// the find
opengeospatial/geoparquet
Specification for storing geospatial vector data (point, line, polygon) in Parquet
GeoParquet is an OGC specification for encoding geospatial vector data (points, lines, polygons) in Apache Parquet files. It's aimed at data engineers and GIS developers who want to move spatial data through columnar analytics pipelines — BigQuery, DuckDB, GeoPandas, Arrow — without converting to Shapefile or GeoJSON first. Version 1.1.0 is stable and community-approved; 2.0 is in development, aligning with native geometry types now baked into the Parquet format spec itself.

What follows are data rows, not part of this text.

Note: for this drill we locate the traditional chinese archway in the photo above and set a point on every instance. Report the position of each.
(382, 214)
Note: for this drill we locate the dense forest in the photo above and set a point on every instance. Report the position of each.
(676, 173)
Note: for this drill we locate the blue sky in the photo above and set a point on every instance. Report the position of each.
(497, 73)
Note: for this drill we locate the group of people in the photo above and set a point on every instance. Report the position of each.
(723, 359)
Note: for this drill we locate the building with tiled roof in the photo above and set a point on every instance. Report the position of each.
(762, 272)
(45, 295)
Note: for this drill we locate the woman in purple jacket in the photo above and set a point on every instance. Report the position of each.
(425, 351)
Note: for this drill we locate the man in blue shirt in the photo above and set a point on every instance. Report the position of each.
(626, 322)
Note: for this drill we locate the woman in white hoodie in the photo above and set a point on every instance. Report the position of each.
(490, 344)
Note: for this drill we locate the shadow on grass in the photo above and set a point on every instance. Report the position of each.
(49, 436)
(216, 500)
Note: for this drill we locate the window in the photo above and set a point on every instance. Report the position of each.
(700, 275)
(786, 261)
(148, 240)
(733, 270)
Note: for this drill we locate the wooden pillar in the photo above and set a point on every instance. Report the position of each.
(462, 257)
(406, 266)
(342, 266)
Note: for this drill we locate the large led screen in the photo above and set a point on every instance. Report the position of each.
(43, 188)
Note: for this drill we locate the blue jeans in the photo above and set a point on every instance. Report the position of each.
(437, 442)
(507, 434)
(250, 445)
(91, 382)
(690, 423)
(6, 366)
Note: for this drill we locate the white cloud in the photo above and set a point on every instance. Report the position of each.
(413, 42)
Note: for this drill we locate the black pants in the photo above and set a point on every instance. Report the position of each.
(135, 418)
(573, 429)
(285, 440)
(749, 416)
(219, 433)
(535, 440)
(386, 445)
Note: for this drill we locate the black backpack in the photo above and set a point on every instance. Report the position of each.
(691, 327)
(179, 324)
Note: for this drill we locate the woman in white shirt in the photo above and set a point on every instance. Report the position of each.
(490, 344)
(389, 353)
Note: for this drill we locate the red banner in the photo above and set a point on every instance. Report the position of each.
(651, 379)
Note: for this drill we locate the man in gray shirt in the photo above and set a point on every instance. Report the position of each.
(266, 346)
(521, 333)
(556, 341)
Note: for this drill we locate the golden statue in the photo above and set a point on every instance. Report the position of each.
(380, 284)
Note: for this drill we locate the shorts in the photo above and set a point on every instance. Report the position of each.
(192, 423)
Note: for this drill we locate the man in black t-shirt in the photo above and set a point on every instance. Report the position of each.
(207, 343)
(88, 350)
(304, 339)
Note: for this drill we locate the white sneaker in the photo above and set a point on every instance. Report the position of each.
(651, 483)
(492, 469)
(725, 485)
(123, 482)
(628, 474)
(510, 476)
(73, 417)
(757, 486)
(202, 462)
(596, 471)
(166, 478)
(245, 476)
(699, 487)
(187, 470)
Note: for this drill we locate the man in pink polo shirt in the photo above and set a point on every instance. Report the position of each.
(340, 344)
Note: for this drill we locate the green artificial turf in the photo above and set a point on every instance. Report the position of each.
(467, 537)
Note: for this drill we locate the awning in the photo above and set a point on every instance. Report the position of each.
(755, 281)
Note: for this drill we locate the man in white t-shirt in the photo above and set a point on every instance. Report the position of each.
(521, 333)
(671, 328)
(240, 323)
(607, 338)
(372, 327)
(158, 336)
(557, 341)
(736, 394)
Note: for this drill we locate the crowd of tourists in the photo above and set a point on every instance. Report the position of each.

Parquet is already the lingua franca of analytical data; adding a standard geometry encoding on top means spatial data plugs directly into DuckDB, Spark, and cloud warehouses without a conversion step. The spec is narrow and well-scoped — it defines metadata layout and encoding options (WKB by default, native Parquet geometry types in 2.0) without trying to reinvent a full spatial format. Ecosystem traction is real: 20+ implementations across 6 languages and backing from GeoPandas, GDAL, Microsoft, and Planet means this isn't vaporware. The alignment with GeoArrow for in-memory representation and Parquet for persistence is a genuinely clean separation of concerns.
The spec is still pending OGC formal approval despite 1.1.0 being 'community agreed', which matters if your organization needs a standards checkbox for procurement. The 2.0 transition to native Parquet geometry types will create a flag day for implementations — tools that handle 1.x WKB may not handle 2.0 geometry columns without updates, and the migration story isn't spelled out yet. Geospatial partitioning (spatial indexing within Parquet files) is listed as a goal but not fully landed, so range-filtered spatial queries still require reading more data than you'd want. Write-heavy workloads are explicitly out of scope, which is fine but means you'll still need PostGIS or a row store alongside it for anything transactional.